Bajo el pórtico del Sagrado Corazón, en París, el aire se volvió húmedo y fresco y cobró el rico aroma del helado de vainilla. Un hilo blanco se escurrió por cada uno de los dedos de Sophie formando un remolino que le cubría los pies. Con los ojos cerrados, contemplaba cómo el escritor hundía otra vez la pluma en el tintero y continuaba escribiendo. «Niebla arrastrándose... niebla extendiéndose... niebla cayendo... niebla en los ojos y gargantas...»
Ahora, una niebla densa y blanca se vertía de los dedos de Sophie expandiéndose por las piedras, retorciéndose como el humo, fluyendo y formando hebras y cuerdas. La niebla se arrastró hasta las piedras de Flamel y cubrió completamente los peldaños haciéndose cada vez más densa, más oscura, más húmeda.
Sobre la escalinata del Sagrado Corazón, Nicolás Maquiavelo veía cómo la niebla se arrastraba por los peldaños como leche sucia, cómo se condensaba y cómo se expandía. En ese momento supo que Flamel y los demás escaparían. Cuando la neblina le alcanzó, cubriéndole hasta el pecho, distinguió el aroma a helado de vainilla. Inhaló hondamente, reconociendo así el olor mágico.
—Extraordinario —dijo. Sin embargo, la neblina amortiguó la voz, suavizando así su acento francés que durante tantos años había refinado y dejando al descubierto un áspero acento italiano.
—Déjenos en paz.
La voz de Flamel resonó entre el banco de niebla.
—Eso suena a otra amenaza, querido Nicolas.

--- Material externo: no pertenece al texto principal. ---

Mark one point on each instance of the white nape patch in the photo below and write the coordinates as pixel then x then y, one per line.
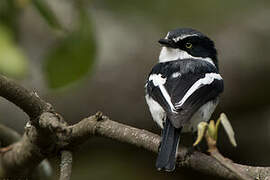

Créame cuando le digo que no tiene la menor idea de las fuerzas unidas que luchan contra usted ahora mismo. Sus trucos de pacotilla no le salvarán —le advirtió Maquiavelo mientras cogía el teléfono móvil y tecleaba un número de teléfono de pocos dígitos—. Atacad. ¡Atacad ya!
A medida que daba órdenes a sus hombres, el italiano se apresuró a ascender las escaleras, intentando hacer el menor ruido posible con sus zapatos de suela de cuero. Mientras tanto, a lo lejos, unos pies calzados con botas de combate intentaban despistar a los gendarmes, quienes ya habían comenzado a subir la escalinata.
—He sobrevivido durante mucho tiempo.
La voz de Flamel procedía de algún lugar que Maquiavelo desconocía. Se detuvo, miró hacia la derecha, hacia la izquierda, intentando vislumbrar una silueta entre la niebla.
—El mundo ha evolucionado —respondió Maquiavelo—. Pero usted, no. Puede que lograra escapar de nosotros en Norteamérica pero aquí, en Europa, habitan demasiados Inmemoriales, demasiados humanos inmortales que le conocen. No conseguirá pasar desapercibido durante mucho tiempo. Le encontraremos.